Perhaps more excitingly, however, they can also look for the tell-tale signs that one or more planets are in orbit around it. That’s because any such planets would add a little bending of their own (see diagram).
 
Microlensing diagram
 
Some exoplanets have already been found using this method. However, the number discovered this way is limited because you have to be looking at just the right time. That said, microlensing has been used to spot “rogue” planets – those thought to have been ejected from their home solar system and which wander through the darkness of space alone.
 
It is also possible that microlensing might have found the first ever moon discovered beyond the solar system, although we’ll never know for sure. Back in 2013, astronomers noticed the light from a distant star being magnified by two objects hurrying in front of it. They were able to work out the relative size of the duo compared to each other.
 
There are two possible scenarios to fit their picture – it depends on how close they were to Earth at the time.

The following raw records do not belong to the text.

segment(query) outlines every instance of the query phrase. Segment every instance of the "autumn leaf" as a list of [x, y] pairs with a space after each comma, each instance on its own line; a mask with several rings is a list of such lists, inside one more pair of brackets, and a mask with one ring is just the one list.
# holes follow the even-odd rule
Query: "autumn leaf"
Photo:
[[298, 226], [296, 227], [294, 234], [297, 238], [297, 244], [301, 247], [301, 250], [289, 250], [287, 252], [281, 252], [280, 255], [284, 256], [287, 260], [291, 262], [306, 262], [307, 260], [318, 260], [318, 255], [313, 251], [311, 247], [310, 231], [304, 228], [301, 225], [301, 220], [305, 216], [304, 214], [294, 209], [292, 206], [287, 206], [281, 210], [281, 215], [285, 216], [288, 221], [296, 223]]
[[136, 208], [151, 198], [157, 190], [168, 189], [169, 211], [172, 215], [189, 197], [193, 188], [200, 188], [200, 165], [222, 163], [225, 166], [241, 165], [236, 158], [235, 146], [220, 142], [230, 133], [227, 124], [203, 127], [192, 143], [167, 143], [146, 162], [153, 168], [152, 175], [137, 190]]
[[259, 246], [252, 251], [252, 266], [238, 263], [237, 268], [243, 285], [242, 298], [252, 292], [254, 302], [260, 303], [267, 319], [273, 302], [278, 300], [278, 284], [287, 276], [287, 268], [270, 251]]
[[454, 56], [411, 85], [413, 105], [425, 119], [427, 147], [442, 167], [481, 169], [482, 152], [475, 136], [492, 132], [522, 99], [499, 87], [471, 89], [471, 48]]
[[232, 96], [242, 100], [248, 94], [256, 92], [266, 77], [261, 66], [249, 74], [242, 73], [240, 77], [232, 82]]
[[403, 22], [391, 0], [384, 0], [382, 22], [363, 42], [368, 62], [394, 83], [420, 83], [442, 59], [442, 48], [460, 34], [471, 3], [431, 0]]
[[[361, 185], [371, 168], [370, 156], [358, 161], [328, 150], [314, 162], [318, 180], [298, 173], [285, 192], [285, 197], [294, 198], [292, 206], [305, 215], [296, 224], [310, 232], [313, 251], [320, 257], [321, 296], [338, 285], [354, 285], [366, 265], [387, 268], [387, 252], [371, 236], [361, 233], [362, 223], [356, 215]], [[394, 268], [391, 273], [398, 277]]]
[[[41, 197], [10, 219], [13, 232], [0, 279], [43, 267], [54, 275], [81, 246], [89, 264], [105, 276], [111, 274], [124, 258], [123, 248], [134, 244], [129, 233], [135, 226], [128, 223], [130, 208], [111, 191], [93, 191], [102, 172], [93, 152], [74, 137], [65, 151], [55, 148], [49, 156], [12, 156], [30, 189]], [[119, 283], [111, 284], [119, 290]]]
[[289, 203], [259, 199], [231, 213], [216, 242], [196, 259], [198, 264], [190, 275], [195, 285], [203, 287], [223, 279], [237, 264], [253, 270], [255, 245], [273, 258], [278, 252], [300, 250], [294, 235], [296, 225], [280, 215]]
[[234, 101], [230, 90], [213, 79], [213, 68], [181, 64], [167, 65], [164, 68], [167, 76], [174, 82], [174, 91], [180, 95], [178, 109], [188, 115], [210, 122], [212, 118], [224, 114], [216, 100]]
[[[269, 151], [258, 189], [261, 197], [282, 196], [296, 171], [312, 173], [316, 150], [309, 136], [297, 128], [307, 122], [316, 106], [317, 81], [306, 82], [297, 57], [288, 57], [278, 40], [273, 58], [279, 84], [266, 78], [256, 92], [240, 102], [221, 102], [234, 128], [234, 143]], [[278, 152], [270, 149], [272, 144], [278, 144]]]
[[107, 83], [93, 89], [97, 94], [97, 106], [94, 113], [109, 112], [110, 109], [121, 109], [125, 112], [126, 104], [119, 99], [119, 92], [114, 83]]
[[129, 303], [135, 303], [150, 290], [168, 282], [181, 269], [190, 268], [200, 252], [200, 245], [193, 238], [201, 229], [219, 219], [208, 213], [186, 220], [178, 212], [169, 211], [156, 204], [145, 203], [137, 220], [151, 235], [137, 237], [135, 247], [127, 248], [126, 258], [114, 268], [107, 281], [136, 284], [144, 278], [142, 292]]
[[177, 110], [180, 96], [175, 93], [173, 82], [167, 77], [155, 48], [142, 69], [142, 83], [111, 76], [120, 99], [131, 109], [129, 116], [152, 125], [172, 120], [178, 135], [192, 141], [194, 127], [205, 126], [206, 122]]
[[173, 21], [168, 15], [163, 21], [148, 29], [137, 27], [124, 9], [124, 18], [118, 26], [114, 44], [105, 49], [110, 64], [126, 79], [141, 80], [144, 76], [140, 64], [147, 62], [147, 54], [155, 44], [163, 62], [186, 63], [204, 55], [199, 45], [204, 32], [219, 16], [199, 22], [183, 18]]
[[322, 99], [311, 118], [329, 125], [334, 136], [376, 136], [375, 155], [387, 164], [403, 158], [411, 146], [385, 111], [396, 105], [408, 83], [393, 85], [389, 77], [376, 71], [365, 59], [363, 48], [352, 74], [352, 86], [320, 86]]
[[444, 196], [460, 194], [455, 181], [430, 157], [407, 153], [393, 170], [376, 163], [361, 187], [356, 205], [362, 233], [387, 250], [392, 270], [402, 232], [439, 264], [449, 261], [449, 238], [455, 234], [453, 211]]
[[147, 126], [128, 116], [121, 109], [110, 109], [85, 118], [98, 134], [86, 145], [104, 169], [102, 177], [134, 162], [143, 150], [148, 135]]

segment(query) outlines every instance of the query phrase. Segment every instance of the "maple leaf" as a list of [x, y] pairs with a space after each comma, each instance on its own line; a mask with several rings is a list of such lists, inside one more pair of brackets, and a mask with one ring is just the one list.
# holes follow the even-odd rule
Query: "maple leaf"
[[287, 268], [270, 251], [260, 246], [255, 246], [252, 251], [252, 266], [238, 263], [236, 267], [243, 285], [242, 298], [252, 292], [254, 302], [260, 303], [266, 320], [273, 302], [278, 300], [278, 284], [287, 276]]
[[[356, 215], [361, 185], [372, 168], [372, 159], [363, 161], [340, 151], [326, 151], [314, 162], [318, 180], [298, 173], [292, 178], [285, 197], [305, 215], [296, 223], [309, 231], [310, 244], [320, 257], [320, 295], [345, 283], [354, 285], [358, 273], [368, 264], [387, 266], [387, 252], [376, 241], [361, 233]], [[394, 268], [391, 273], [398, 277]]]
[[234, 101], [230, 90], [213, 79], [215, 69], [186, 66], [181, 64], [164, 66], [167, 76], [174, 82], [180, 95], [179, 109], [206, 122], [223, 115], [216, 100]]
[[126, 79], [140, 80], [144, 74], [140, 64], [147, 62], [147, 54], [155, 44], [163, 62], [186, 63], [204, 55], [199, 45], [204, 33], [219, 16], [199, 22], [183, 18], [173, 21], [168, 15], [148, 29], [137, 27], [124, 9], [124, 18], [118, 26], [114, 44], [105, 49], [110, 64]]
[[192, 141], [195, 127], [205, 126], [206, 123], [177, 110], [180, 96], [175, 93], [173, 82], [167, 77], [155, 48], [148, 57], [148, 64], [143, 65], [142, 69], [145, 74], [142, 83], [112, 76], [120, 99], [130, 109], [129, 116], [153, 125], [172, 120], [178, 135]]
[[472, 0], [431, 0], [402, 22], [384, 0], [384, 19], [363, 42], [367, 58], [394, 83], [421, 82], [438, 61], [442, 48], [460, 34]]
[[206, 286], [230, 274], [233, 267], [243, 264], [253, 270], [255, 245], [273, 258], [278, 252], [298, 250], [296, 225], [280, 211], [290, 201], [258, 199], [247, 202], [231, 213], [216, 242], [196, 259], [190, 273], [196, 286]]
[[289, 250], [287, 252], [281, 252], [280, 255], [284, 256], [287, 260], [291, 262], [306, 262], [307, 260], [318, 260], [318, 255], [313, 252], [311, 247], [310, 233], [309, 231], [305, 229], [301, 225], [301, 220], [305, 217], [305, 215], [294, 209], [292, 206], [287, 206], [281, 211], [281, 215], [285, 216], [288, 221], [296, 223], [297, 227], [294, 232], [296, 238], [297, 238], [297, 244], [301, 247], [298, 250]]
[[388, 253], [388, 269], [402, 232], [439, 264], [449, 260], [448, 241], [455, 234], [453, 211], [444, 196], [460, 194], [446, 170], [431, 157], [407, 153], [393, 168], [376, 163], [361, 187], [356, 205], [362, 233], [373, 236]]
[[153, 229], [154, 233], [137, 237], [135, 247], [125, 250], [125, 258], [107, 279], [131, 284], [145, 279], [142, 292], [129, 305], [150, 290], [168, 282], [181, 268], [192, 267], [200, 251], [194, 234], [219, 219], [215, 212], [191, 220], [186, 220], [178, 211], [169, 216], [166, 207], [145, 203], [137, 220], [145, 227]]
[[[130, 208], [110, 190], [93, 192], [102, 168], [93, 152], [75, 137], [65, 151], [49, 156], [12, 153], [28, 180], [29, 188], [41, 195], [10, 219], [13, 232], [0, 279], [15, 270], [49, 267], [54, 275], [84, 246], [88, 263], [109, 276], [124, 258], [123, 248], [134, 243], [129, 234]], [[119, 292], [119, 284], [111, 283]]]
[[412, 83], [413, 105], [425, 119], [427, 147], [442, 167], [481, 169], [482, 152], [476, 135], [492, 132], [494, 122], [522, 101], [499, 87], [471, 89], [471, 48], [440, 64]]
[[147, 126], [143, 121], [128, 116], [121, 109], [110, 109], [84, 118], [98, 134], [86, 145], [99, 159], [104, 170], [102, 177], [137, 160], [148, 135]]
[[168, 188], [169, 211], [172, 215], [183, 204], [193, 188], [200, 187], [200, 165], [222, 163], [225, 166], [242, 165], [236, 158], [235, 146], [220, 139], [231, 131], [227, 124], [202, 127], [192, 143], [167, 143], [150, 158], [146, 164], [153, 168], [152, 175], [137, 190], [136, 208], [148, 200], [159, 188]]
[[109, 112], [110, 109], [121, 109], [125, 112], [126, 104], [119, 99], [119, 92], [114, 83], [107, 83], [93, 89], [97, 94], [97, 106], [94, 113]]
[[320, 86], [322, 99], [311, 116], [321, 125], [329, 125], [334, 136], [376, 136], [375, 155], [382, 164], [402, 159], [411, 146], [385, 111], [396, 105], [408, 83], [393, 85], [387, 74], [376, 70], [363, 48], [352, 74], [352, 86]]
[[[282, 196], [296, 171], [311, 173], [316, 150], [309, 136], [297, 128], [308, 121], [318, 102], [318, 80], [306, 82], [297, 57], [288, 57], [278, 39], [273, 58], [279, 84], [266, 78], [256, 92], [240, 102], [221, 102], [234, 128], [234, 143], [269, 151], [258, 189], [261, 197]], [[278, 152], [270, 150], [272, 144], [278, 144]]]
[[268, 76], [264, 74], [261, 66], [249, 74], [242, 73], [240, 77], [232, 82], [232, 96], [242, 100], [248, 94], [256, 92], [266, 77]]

If they were far away, it is likely they were a smallish star and a Neptune-sized planet orbiting it. But if the pair was closer to us, it would have been a rogue planet being orbited by a moon. We can’t find out either way because the alignment will never happen again.
 
 
So microlensing is definitely an important tool in astronomers’ kit for hunting out potential habitable planets and moons beyond the solar system. And the upcoming passage of Proxima Centauri will give us another chance to look for worlds in our cosmic back yard.